A nawet przy wzorowych umiejętnościach obsługi bieganie trzykrotne z talerzem do wagi i wracanie do bemarów, pomiędzy innych "nabierających" jest najłagodniej ujmując kłopotliwe...
I aby było jasne: wyraziłam swoje zdanie i napisałam dlaczego JA wyszłam i nie wróciłam. Jeżeli kogoś też denerwuje to, co mnie to ma z głowy nieudane wyjście. A jeśli komuś to nie przeszkadza, to pozostaje mi szczerze życzyć smacznego.


Cubaza
Rhetor
Posty: 3870
Rejestracja: 06-10-2009, 19:27

Post autor: Cubaza »

Aszka pisze:Cubaza, jeżeli argument o nieświeżym jedzeniu w jakimkolwiek lokalu jest dla Ciebie wyolbrzymieniem, to faktycznie określa poziom Twoich oczekiwań w stosunku do miejsca, w którym się żywisz.
Tego nie napisałem. Jednak nieświeże jedzenie może znaleźć się wszędzie. Nie tylko w restauracji podrzędnej, ale w tej z 10 gwiazdkami też. Fakt nie powinno tak być, ale jednak się zdarza. Poza tym Tobie się to zdarzyło ? Z opowieści wychodzi, że nie, tylko komuś obok.

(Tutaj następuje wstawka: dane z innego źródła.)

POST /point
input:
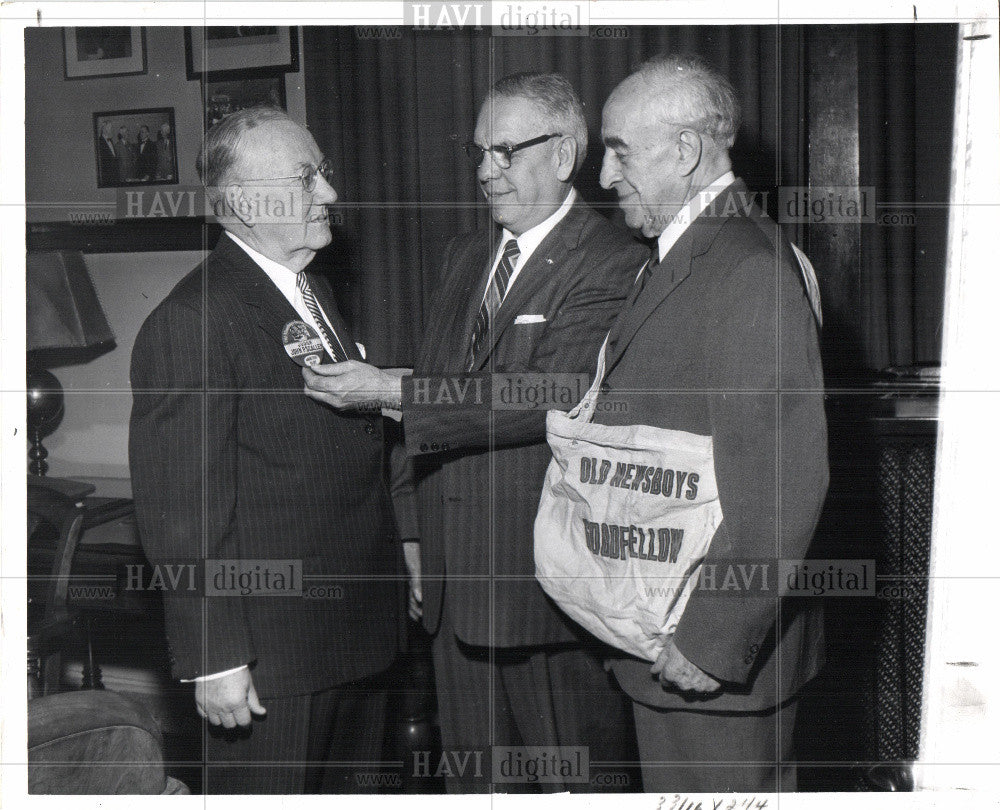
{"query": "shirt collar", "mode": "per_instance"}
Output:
(689, 212)
(532, 238)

A nieraz spotkałem się z tym, że ludzie próbowali wziąć jedzenie za darmo bo niby to im śmierdziało i było nieświeże.
Aszka pisze:Dziewczyna nie zaczynała pracy, obsługiwała klientów od kilku miesięcy.
Skąd wiesz, że na przykład na dzień przed Twoim przyjściem nie zmieniły im się jakieś ceny, bądź system na kasach, bądź coś innego i dziewczyna jeszcze się z tym nie uporała? To jest czynnik ludzki, czyli zawsze mogą się znaleźć osoby nieogarnięte. Może tylko ona chciała pracować za 100zł miesięcznie w pełnym wymiarze godzin.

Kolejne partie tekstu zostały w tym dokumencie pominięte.